The first step was to submit a POST request using ELink, like in this example (Java, using Jersey as HTTP client):
(baseURL is always: http://eutils.ncbi.nlm.nih.gov/entrez/eutils/)
WebResource webRes = client.resource(baseURL + "elink.fcgi");
MultivaluedMap queryParams = new MultivaluedMapImpl();
queryParams.add("dbfrom", "pccompound");
queryParams.add("db", "pcsubstance");
queryParams.add("linkname", "pccompound_pcsubstance_same");
for (String id : dbFromIds) { // the dbFromIds is a list of PubChem CIDs
queryParams.add("id", id);
}
ClientResponse resp = submitPost(webRes, queryParams);
You get an XML response which looks like this:
http://eutils.ncbi.nlm.nih.gov/entrez/eutils/elink.fcgi?dbfrom=pccompound&id=2906&id=100&db=pcsubstance&linkname=pccompound_pcsubstance_same
Through the post version you can post up to 5000 compound ids at once. This gives you an XML from where you need to extract the compound CID to substance SID associations (when you submit several ids in the post form, you don't lose the compound - substance associations, as shown in the example). You could change the linkname variable to other available flavours, but I wanted the same structures.
Then, for groups of 5000 substance ids (SIDs, in the pubchemSubstanceIds list), you make a submission to the EPost application:
WebResource epostWebRes = client.resource(baseURL+"epost.fcgi");
MultivaluedMap queryParamsEPost = new MultivaluedMapImpl();
queryParamsEPost.add("db", "pcsubstance");
queryParamsEPost.add("id", StringUtils.join(pubchemSubstanceIds, ","));
ClientResponse respEpost = submitPost(epostWebRes, queryParamsEPost);
From the response, you obtain two values, a WebEnv and a query_key, which you can use with ESummary:
WebResource webRes = client.resource(baseURL + "esummary.fcgi");
MultivaluedMap queryParams = new MultivaluedMapImpl();
queryParams.add("db", "pcsubstance");
queryParams.add("query_key", epostRes.getQueryKey());
queryParams.add("WebEnv", epostRes.getWebEnv());
ClientResponse resp = submitPost(webRes, queryParams);
This last response includes an XML again from where you can parse names, synonyms, the source identifier (the identifier in the external database) and the source name (the database name) for each submitted pubchem substance id. With the source identifier and source name, you have a cross reference. In the synonyms you can also find identifiers to other databases that don't deposit directly to PubChem (like the HSDB or EINECS, as Michael Kuhn pointed out).
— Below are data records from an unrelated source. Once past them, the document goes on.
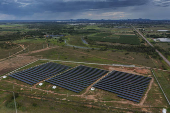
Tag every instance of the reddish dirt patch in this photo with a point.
(14, 63)
(142, 71)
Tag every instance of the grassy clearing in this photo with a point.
(76, 40)
(7, 52)
(95, 56)
(123, 39)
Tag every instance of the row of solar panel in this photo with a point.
(78, 78)
(127, 86)
(123, 75)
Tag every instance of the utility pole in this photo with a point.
(15, 102)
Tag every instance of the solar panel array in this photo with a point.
(126, 85)
(36, 74)
(77, 78)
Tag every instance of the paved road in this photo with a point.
(79, 46)
(160, 54)
(118, 65)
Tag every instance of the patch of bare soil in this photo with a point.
(142, 71)
(145, 96)
(37, 51)
(14, 63)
You need to keep in mind that you shouldn't make request with intervals of less than 3 seconds according to the EUtils rules. Even with this, for 14,000 PubChem CIDs, it took approximately an hour (and that included writing a Lucene index with the results).
Easily done with the CACTVS toolkt www.xemistry.com/academic has a free version for academic use).
Script snippet:
foreach cid $cidlist { set eh [ens create $cid] if {![catch {ens get $eh E_CHEBI_ID} id]} { puts "ChEBI: $id" }
same for other identifiers of interest, the only one from your list currently not supported is LipidMaps (I'll add it), ChemSpider and EINECS require version 3.395 because their query interface once more has morphed
ens delete $eh }
The code performs a fresh lookup on the reference databases, so it does not require registration of the structures at PubChem.